How did you find me?” I asked Pablo Castro, one of the organisers of the University 2.0 course held recently at the UIMP (Universidad Internacional Menéndez Pelayo).  “I can´t remember exactly” was the reply “but probably through Google“.  This wouldn´t surprise me – after all, if you were looking for a speaker for your conference wouldn´t most people use Google?

But what, therefore, is the point of an institutional directory of expertise? I´m sure most institutions will have one, containing details of researchers, in particular, their areas of expertise and their publications.  But are these being used or is Google now providing the interface to such content which may be held in a less structured form than the directory of expertise, such as departmental lists or personal home pages?

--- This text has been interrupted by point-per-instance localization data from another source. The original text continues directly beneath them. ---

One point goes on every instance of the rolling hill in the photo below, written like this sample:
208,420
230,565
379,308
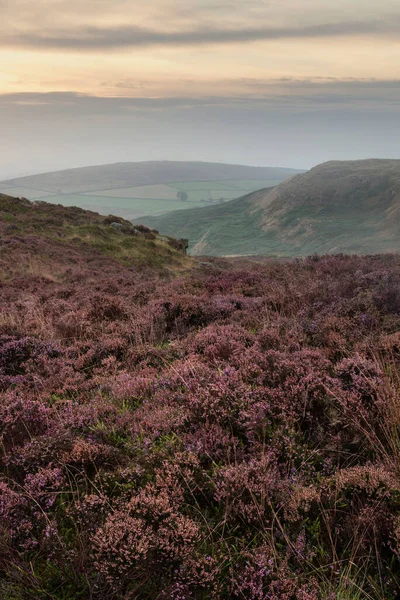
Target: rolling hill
46,240
131,190
349,206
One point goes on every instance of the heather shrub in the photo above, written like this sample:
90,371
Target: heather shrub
228,433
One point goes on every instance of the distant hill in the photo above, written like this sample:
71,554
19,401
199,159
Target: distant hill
48,240
145,188
350,207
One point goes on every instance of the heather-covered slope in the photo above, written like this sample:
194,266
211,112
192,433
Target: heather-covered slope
228,433
46,238
351,207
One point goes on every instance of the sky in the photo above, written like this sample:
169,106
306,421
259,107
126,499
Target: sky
269,82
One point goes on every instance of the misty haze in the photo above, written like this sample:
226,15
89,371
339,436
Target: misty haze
200,300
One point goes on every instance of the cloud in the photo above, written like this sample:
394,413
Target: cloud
103,38
282,94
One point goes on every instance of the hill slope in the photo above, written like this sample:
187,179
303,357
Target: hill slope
147,188
142,173
351,207
46,240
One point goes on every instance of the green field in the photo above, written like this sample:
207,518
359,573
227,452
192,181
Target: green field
136,201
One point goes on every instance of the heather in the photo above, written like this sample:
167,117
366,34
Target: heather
228,431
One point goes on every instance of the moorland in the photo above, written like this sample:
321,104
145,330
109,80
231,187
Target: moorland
181,428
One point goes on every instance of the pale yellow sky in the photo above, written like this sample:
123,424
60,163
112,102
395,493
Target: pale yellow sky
192,48
264,82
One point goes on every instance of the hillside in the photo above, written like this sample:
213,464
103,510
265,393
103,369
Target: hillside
48,240
209,430
351,207
134,189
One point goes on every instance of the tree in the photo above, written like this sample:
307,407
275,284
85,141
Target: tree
182,196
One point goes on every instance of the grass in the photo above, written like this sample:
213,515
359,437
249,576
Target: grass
132,202
69,226
336,207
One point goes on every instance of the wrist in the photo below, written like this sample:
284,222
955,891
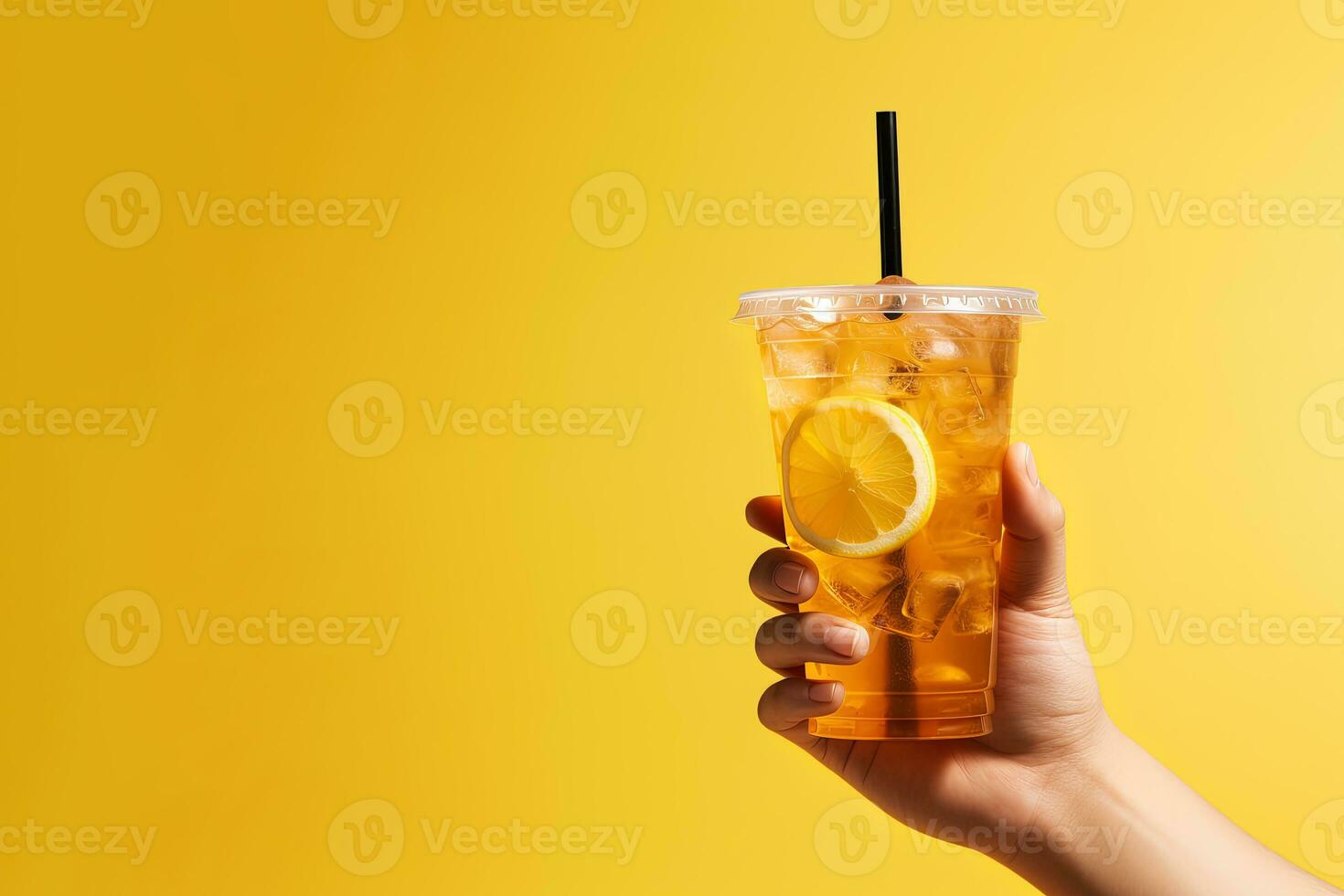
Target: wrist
1083,817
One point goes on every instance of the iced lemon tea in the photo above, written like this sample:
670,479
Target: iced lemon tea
891,410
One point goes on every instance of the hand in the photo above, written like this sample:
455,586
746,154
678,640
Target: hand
1047,719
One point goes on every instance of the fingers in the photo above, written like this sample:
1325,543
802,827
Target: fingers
784,578
1032,569
788,704
785,643
766,515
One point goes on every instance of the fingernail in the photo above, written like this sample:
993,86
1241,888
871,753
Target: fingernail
843,640
823,692
788,577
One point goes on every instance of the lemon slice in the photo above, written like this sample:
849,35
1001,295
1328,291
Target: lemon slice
858,475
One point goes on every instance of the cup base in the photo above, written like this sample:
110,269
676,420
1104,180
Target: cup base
900,729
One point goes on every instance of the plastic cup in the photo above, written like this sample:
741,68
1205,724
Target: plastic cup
930,607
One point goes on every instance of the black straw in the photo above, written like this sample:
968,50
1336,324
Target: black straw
889,194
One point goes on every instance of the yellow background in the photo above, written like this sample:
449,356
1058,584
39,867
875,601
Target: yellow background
485,292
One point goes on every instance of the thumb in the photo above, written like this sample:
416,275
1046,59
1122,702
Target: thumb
1032,566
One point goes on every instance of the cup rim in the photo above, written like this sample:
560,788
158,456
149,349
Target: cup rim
905,298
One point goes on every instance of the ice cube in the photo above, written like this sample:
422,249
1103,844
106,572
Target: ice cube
789,395
975,614
938,341
804,359
920,609
889,618
955,403
958,480
964,523
857,584
932,597
882,374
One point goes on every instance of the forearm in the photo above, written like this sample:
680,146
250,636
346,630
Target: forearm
1124,824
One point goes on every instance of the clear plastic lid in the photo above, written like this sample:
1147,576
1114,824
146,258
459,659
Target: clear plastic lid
890,297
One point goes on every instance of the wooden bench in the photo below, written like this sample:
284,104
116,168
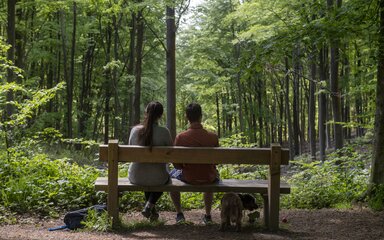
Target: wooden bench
270,189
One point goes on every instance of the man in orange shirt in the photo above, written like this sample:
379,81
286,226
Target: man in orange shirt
195,136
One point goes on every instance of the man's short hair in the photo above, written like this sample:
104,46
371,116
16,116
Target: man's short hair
193,112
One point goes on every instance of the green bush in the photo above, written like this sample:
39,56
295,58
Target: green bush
39,184
339,180
376,198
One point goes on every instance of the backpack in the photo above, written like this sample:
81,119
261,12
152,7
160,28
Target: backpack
73,219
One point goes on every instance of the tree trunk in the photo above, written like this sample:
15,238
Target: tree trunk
171,70
334,86
68,115
127,118
72,74
11,38
322,105
139,60
218,114
117,112
312,106
107,110
377,174
288,112
295,106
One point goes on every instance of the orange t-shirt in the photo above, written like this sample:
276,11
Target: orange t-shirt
197,136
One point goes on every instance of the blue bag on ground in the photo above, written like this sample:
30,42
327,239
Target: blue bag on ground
73,219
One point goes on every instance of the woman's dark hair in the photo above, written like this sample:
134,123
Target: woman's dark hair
153,112
193,112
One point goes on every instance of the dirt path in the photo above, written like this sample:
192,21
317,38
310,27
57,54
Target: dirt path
301,224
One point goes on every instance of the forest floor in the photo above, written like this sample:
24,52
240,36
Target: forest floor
301,224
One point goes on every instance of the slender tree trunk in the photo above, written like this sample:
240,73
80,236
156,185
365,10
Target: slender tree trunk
11,38
358,97
107,110
171,70
377,174
322,105
116,122
72,74
312,106
68,115
218,114
288,112
127,119
334,85
138,66
295,106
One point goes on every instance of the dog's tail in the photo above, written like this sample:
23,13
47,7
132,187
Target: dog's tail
235,214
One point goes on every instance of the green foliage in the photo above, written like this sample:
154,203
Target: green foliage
95,221
236,140
36,183
339,180
376,198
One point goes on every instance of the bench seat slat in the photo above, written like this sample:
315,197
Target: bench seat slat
225,185
217,155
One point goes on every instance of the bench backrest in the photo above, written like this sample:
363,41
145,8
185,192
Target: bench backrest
217,155
275,156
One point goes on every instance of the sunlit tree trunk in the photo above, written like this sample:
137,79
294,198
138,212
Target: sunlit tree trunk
312,106
377,175
138,67
288,112
11,21
334,84
322,105
296,97
171,70
72,73
127,118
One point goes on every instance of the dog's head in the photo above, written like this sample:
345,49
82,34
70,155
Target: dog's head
248,201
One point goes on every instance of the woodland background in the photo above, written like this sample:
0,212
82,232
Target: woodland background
298,72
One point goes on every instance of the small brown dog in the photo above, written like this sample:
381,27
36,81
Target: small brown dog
232,206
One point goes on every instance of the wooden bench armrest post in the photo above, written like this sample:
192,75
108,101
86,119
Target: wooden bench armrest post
113,200
274,188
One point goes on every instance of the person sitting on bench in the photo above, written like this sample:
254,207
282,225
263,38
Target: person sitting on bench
149,133
195,136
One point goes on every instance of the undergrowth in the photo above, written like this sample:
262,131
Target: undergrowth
50,184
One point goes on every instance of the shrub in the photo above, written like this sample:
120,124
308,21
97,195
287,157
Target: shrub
340,179
39,184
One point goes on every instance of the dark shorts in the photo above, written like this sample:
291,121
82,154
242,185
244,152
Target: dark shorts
178,174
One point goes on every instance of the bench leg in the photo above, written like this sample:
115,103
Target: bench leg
266,210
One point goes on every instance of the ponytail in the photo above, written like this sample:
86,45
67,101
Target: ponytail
153,112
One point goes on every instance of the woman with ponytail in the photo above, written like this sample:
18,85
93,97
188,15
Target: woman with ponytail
149,133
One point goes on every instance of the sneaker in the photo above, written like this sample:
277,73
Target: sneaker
180,218
154,215
146,212
207,219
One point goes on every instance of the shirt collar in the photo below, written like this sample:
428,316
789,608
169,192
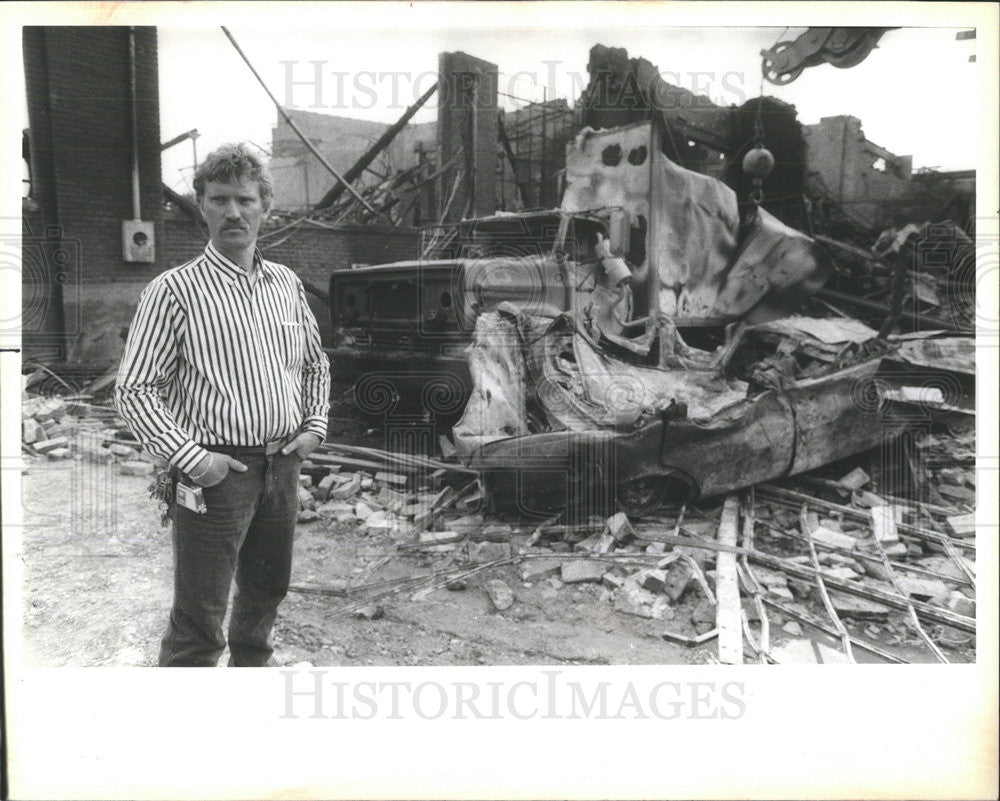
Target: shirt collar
232,270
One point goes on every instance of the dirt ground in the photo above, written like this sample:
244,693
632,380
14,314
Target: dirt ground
97,589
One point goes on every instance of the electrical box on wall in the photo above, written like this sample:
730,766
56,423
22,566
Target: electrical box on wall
138,241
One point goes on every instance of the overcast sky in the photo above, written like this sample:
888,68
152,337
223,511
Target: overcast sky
901,92
915,94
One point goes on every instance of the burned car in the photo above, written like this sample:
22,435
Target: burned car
555,420
640,343
418,316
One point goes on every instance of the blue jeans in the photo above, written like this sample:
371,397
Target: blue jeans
246,534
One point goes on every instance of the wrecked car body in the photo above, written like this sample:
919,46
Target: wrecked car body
589,426
638,345
418,316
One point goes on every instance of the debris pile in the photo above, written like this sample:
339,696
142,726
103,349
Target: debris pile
73,426
844,572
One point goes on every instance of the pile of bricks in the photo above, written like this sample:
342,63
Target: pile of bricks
59,428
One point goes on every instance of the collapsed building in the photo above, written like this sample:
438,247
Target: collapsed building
656,318
653,339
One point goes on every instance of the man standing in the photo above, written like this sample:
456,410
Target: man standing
224,377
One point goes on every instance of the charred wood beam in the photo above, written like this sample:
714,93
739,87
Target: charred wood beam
920,320
372,153
185,205
291,124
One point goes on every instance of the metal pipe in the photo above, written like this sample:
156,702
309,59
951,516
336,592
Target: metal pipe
369,156
136,210
291,124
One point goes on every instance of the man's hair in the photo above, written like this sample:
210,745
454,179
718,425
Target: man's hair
231,163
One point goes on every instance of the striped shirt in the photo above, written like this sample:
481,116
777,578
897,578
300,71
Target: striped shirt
214,358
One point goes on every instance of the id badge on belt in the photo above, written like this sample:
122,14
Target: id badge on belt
190,497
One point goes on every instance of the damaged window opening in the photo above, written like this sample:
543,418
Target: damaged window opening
637,155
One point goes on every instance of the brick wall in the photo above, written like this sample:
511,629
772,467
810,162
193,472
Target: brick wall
77,85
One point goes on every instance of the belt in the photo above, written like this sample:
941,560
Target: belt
267,449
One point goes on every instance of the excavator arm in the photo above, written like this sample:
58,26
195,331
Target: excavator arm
841,47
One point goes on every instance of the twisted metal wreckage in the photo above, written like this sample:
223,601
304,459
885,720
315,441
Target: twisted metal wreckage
584,387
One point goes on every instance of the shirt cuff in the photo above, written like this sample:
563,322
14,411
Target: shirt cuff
315,425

Or perhaps the researcher´s profile is being stored in LinkedIn? After all this service does seem to have significant momentum behind it.

Such suggestions are being made somewhat in jest. After all many researchers will not have published details about their activities on departmental Web pages or on third party services such as LinkedIn.

But in light of the need to be able to justify expenditure of time and effort on existing services and the need to be able to demonstrate the return on investment, it seems to me that it would be useful to explore these issues in more depth.

And rather than necessarily hosting a directory of expertise within the institution or relying on the uncertainties of Google finding results from a diversity of Web sites maybe LinkedIn could have a role in supporting the institution as well as the individual. After all a Mashable article on 10 Ways Universities Are Engaging Alumni Using Social Media has pointed out that “many universities are finding LinkedIn to be an effective tool to provide alumni with career resources“.

LinkedIn does have a developer network – so could it go beyond helping graduates in finding jobs and be used to help researchers make contacts?